The Rev Alex Brown, 61, conducted 360 fake ceremonies at the church of St Peter and St Paul in St Leonards-on-Sea, East Sussex, between July 2005 and July 2009.

Co-defendents  Vladymyr Buchak and Michael Adelasoye were also convicted at Lewes Crown Court of conspiring to breach immigration laws by paying Eastern Europeans up to #3,000 each to marry Africans, mainly from Nigeria.

They were caught after the UK Border Agency investigated the bogus marriages.

During the seven-week trial, jurors heard that Brown presided over a total of 383 marriages during the four-year indictment period, a staggering 30-fold increase on the 13 he had conducted over the previous four years.

They were told that Buchak, 33, a Ukrainian national who had himself been living illegally in the UK since at least 2004, was responsible for ``cajoling and persuading'' the Eastern Europeans into the marriages of convenience.

He preyed on migrant workers who were living in the area and were desperate to earn money by offering them large cash sums to wed Africans to allow them to obtain the documents to live and work in the UK.

Jurors were shown photocopies of the marriage register at the church which showed that 360 out of the 383 weddings during the period involved Eastern Europeans marrying African nationals, mainly from Nigeria.

It was also apparent that, of the hundreds of people who had got married, they all seemed to live in the surrounding streets of the parish, with 90 couples registered as living in one road alone and 52 in another.

In some instances there were even several brides and grooms claiming to live in the same house and jurors were told that most of those involved in the marriages had given false addresses.

Jurors heard that Brown was arrested on June 30 last year following a joint investigation by Sussex Police and the UK Border Agency, and both his vicarage home in Blomfield Road, St Leonards- on-Sea, and the church were searched.

There they found documents he had doctored, including the church's electoral roll plus a second, altered copy, which he had filled out to hide the dramatic increase in weddings over which he was presiding.

Buchak was arrested the same day and identity documents belonging to some of the Eastern Europeans involved in the sham marriages were found in his home in Anglesea Terrace, St Leonards, while many of their numbers were found on his mobile phone.

He declined to give evidence in the trial, while Brown and the third defendant, solicitor Michael Adelasoye, 50, both denied knowing the marriages were false when they each took to the witness box.

Jurors were told at the beginning of the trial that Brown had already pleaded guilty to a charge of solemnising a marriage according to the rites of the Church of England without banns of matrimony being duly published, while Buchak had admitted using a false passport.

Although Buchak was seen as the principal organiser of the operation, prosecutor David Walbank said there was no doubt that Brown must have been fully aware that the majority of the weddings he was conducting at the church were shams.
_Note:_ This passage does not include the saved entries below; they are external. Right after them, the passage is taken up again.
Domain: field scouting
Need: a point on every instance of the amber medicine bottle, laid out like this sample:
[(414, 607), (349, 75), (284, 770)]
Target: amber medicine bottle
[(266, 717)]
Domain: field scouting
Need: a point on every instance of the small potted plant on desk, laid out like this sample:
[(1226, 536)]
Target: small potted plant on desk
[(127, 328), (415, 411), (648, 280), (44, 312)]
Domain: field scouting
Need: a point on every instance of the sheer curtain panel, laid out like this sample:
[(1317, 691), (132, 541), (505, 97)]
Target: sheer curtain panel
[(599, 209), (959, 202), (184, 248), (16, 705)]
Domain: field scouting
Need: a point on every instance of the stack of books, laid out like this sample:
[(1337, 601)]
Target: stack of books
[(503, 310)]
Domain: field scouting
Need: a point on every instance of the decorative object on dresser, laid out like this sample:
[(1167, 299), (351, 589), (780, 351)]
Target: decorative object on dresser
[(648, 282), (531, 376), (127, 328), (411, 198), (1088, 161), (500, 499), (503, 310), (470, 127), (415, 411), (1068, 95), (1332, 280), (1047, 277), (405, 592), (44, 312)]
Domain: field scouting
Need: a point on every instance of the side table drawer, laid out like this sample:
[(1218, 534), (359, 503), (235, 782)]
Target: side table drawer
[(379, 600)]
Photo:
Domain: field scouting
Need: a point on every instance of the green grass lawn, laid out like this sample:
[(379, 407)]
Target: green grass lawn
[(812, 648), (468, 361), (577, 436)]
Giving evidence, Brown who is openly gay, insisted he only ever married couples he was sure were getting married for the right reasons and exceptions would only be made if the bride-to-be was imminently expected to give birth.

But he admitted he occasionally forgot to check the passports of foreign nationals wanting to get married to make sure they had indefinite leave to remain in the UK.
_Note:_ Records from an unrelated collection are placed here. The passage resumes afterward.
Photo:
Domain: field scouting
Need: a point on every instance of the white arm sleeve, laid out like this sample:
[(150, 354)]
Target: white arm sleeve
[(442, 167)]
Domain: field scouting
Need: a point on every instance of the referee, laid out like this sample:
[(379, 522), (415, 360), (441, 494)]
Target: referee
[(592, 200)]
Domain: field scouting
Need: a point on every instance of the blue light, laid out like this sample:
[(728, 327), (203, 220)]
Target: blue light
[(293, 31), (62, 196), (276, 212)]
He said he became suspicious of one or two couples, but this was only because of vast differences in age between the bride and groom and put the vast increase in weddings down to word of mouth.

Outside the court, the Archdeacon of Lewes and Hastings, Philip Jones, said Brown had committed a ``betrayal of trust'' towards his congregation and the wider community.

He said: ``We are particularly sorry for those who have been deceived and hurt by the actions of Father Alex Brown. The church and the community of St Leonards-on-Sea are faced with a betrayal of trust on the part of Father Alex Brown.

``The Diocese of Chichester sets high standards and expects its clergy not only to comply with the law but also to honour the trust placed in them at their ordination and the promises made on becoming a vicar.

``We are saddened that a priest in Chichester Diocese has found himself in this position and we are conscious of the effect on the Church of St Peter and St Paul, St Leonards-on-Sea, and the concern caused to those who have in the past been properly married at that church.''

He added that Brown, who was suspended from his duties after his arrest, may now face disciplinary action from the Church.